9. Unknown Sailors Cemetery

opposite 38 Main St.
Unknown Sailors Cemetery

The Unknown Sailors Cemetery was the burial ground of those whose dead bodies washed ashore at Chatham. Shipwrecks off Chatham’s shores were a way of life for close to two hundred years - from the early Colonial days when British and French ships roamed the seas, until ship traffic abated after the opening of the Cape Cod Canal. It is said that between Nauset and Nantucket have occurred one-half of the total known wrecks on this whole Atlantic and Gulf of Mexico coasts. In twenty years, 1887-1907, enough vessels were lost between Provincetown and Monomoy Point to form a solid line along the entire coast between these points.
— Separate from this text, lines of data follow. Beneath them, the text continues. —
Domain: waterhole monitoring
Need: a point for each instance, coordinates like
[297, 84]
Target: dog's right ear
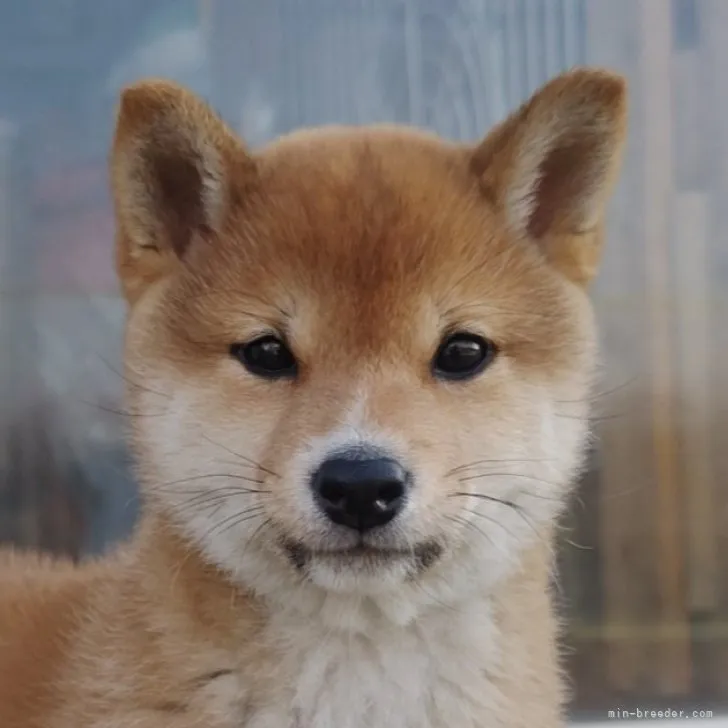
[175, 170]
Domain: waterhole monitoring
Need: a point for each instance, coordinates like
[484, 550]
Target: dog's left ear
[550, 167]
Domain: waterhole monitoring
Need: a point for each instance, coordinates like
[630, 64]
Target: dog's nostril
[333, 492]
[360, 494]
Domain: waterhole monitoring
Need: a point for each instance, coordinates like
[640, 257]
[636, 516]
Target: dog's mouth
[363, 556]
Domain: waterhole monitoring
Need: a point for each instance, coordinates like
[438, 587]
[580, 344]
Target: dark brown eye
[267, 357]
[463, 356]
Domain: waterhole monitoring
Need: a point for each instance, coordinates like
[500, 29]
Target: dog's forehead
[366, 210]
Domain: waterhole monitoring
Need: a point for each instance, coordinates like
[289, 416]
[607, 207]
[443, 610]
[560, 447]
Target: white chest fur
[429, 674]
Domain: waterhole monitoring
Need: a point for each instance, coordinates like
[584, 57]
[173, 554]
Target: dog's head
[359, 358]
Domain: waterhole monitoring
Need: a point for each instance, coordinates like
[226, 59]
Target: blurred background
[642, 577]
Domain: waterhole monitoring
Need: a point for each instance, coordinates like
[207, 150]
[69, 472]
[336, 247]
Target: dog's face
[361, 354]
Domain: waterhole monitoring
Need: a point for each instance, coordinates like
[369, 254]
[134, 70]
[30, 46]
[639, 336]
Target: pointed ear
[550, 167]
[175, 168]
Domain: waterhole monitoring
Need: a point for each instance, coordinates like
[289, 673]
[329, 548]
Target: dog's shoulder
[42, 599]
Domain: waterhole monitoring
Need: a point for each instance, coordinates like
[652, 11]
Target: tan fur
[361, 247]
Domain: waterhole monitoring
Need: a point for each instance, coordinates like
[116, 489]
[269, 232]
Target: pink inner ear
[562, 186]
[179, 198]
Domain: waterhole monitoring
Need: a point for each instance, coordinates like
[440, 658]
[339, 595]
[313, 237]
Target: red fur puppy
[358, 365]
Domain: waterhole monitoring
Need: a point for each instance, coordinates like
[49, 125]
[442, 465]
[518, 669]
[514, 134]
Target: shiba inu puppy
[358, 365]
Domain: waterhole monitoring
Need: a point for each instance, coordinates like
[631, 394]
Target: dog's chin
[361, 568]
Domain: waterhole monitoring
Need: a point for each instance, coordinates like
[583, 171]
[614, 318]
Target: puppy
[358, 364]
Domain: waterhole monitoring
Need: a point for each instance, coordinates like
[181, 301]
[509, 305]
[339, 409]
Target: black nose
[358, 493]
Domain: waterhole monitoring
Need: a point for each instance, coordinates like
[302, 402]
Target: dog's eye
[266, 356]
[462, 356]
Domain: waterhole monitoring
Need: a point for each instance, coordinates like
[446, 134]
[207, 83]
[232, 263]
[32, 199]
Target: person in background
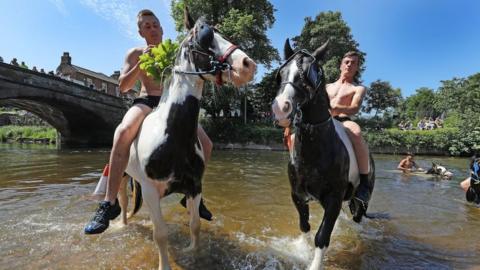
[407, 164]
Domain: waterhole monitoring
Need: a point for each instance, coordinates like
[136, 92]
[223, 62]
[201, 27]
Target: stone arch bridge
[83, 116]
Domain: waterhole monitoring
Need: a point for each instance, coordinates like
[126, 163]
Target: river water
[422, 222]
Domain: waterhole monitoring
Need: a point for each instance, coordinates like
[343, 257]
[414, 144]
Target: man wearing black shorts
[150, 29]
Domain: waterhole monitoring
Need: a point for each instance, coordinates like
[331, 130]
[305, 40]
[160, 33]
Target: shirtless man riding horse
[345, 100]
[149, 29]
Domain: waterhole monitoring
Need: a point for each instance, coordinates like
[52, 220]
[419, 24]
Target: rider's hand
[148, 49]
[284, 122]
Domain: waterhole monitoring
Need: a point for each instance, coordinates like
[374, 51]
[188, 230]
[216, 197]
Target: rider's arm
[130, 72]
[401, 166]
[354, 107]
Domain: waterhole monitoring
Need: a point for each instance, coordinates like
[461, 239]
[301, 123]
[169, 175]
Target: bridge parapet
[82, 115]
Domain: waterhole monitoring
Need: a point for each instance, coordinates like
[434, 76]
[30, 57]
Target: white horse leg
[160, 233]
[192, 206]
[317, 263]
[123, 198]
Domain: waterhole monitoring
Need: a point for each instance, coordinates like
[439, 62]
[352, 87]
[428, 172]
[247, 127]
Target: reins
[217, 64]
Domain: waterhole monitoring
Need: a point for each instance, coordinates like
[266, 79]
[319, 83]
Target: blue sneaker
[104, 213]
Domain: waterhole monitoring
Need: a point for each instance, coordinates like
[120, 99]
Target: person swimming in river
[408, 164]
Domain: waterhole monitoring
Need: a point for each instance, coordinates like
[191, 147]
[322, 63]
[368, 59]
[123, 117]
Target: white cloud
[120, 12]
[60, 5]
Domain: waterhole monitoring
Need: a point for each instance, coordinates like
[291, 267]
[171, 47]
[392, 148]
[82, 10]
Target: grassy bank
[28, 134]
[450, 141]
[444, 141]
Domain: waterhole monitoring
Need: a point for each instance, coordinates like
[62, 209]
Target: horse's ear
[187, 19]
[287, 49]
[319, 53]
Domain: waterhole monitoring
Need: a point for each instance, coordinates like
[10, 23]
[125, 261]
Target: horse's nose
[286, 106]
[281, 107]
[249, 64]
[245, 69]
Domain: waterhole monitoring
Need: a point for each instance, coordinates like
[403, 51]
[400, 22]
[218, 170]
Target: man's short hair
[351, 53]
[145, 12]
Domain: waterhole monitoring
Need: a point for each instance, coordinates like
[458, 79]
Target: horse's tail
[136, 197]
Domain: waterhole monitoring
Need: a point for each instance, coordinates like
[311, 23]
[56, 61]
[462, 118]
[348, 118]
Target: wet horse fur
[319, 166]
[167, 157]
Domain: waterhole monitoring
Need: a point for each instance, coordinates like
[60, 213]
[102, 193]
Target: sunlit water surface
[422, 222]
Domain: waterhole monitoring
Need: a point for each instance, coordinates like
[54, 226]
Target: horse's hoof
[358, 208]
[305, 227]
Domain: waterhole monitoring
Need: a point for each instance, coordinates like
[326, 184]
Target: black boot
[203, 211]
[359, 204]
[101, 220]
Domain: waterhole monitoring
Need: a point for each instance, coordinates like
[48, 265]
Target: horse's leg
[303, 212]
[332, 205]
[123, 198]
[192, 206]
[300, 204]
[160, 233]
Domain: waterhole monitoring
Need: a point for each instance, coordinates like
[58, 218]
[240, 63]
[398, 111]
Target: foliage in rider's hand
[158, 63]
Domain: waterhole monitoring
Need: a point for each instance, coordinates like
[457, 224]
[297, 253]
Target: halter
[200, 45]
[309, 86]
[475, 171]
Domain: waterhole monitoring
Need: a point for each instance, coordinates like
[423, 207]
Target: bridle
[309, 86]
[475, 170]
[199, 44]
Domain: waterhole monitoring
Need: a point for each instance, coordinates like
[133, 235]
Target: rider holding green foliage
[153, 60]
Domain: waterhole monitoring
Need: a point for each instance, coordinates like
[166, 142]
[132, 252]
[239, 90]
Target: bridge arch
[82, 115]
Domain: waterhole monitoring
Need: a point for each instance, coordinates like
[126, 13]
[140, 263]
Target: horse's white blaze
[287, 95]
[317, 262]
[353, 172]
[199, 151]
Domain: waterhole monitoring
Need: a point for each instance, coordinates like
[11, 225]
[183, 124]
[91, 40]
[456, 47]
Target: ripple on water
[426, 224]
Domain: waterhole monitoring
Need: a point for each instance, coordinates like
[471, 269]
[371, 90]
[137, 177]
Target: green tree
[420, 105]
[243, 22]
[329, 26]
[380, 97]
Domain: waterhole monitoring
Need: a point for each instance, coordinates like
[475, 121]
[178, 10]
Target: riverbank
[28, 134]
[229, 134]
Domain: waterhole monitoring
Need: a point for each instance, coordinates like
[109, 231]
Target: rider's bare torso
[342, 93]
[149, 86]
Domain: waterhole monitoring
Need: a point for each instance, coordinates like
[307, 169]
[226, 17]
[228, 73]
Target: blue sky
[410, 43]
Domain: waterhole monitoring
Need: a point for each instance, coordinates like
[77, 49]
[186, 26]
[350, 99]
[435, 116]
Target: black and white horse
[322, 163]
[473, 191]
[440, 171]
[166, 156]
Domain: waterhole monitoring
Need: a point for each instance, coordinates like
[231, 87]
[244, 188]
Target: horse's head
[433, 169]
[206, 53]
[299, 79]
[473, 192]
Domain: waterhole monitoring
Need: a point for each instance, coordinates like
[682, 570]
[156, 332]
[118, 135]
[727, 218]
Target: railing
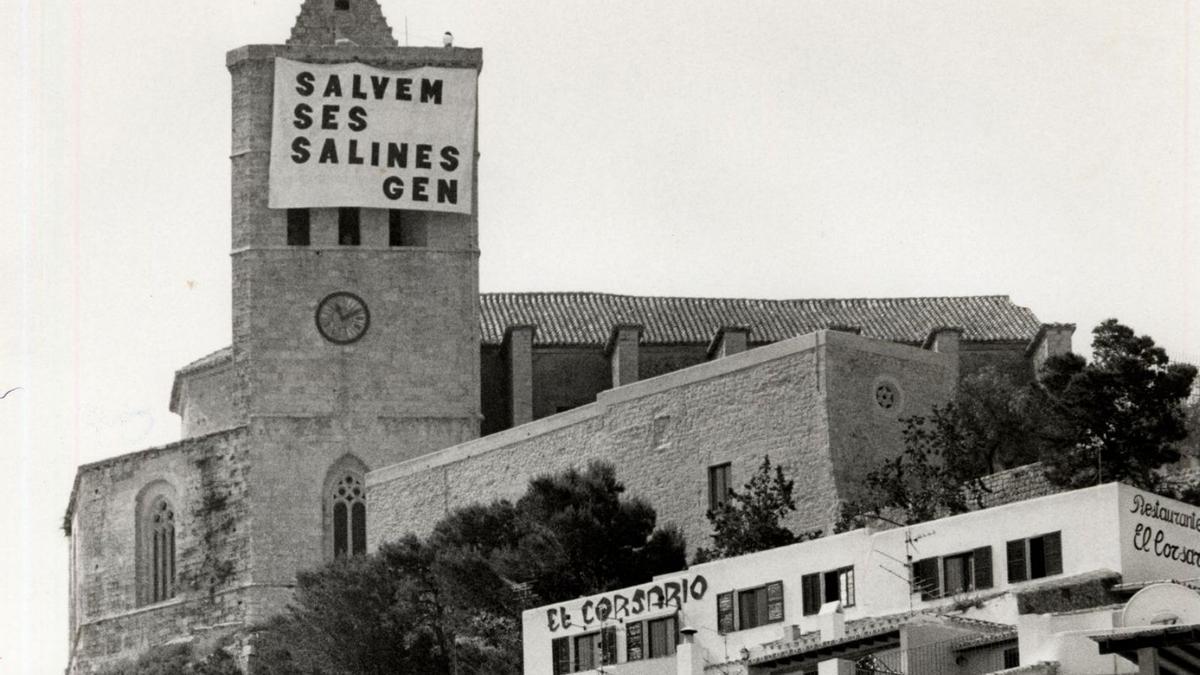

Frequently no one knew there had been a shipwreck until cargo, bodies, or parts of a ship started washing ashore. The concept of providing assistance to shipwrecked mariners was pioneered by the Massachusetts Humane Society. The earliest form of assistance consisted of huts of shelter for stranded sailors; there were several on Chatham’s eastern shores by 1802. Life-saving services followed, volunteer efforts at first, then organized and professional. But ships in distress had to be sighted before they could be assisted, so the life-saving efforts did not make obsolete the huts of refuge for sailors washed ashore alive and needing protection from the harsh elements. After the U.S. Life-saving Services was started, these stations became shelters for stranded seamen, and they maintained additional unmanned shelters, called half-way houses, which were located half way between the life-savings stations.

Sailors who washed ashore dead, or died from exposure after making it to shore, needed to be buried. Often the ship they had been on was not even known, unless identifiable parts of it also washed up. So the unknown sailors were buried by the town in this small cemetery. There were no gravestones, since they were unknown, and the town was paying besides. It’s not known why there is a single headstone in the cemetery. Old town records at the Chatham Historical Society show periodic expenses being paid for these burials.